Another one of those physics/math/CG tropes is the double pendulum: Take a standard pendulum (one arm that can rotate around one or more axis) and attach another pundulum to its end. The fascination for this contraption comes from the fact that it behaves extremely different depending on its initial condition.
That means depending on how both pendulums are arranged before being allowed to swing freely, they move in radically different patterns. When you attach a tiny light (or LED) to the second pendulum’s arm, you’ll be able to trace intricate patterns of movement of these double pendulums.
With Vellum we’ve got a fast and easy to set up solver which allows us to simulate such double pendulums.
EDIT: Some of you noticed that I accidentally enabled visibility on this video last week. Well it was late and I didn’t pay proper attention to all those switches in Vimeo’s backend… So take it as a preview, you sneaky people 🙂
Du arbeitest immer sehr simpel, aber ästhetischerweise sehr geil !!
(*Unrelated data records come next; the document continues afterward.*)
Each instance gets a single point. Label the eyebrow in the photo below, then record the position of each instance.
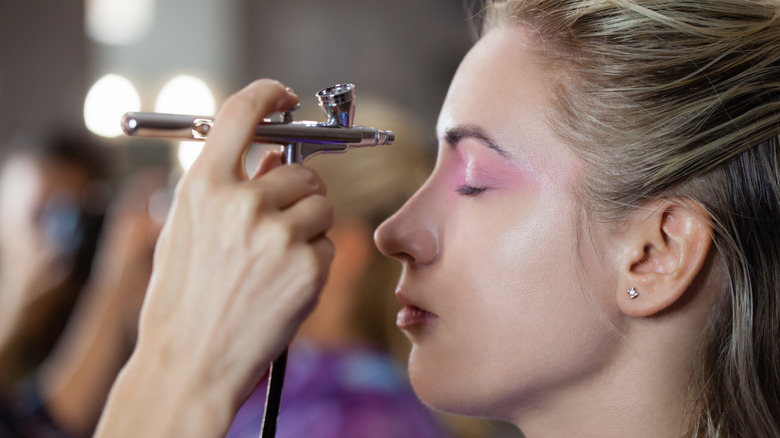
(454, 135)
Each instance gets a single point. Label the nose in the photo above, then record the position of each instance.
(410, 235)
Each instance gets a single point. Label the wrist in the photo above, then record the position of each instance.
(151, 398)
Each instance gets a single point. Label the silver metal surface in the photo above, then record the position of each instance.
(336, 135)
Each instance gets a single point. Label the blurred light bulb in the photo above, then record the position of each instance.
(185, 94)
(118, 22)
(187, 152)
(108, 99)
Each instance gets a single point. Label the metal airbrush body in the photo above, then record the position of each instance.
(301, 139)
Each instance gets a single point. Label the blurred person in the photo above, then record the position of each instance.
(74, 381)
(53, 193)
(343, 377)
(64, 395)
Thanks so much! And also impeccable german! Whish I could answer this in even half-decent japanese… 🙂 Cheers, Mo
You’re tutorials are so inspiring. Thank you so much!
Your tutorials are so inspiring. Thank you so much!
Hi,
This tut locked in you web site but open to public in vimeo and youtube,
https://entagma.com/quicktip-double-pendulum-in-vellum/
Thanks again for sharing your knowledge
Whoops, that was a permissions error on our side. Thx for noticing!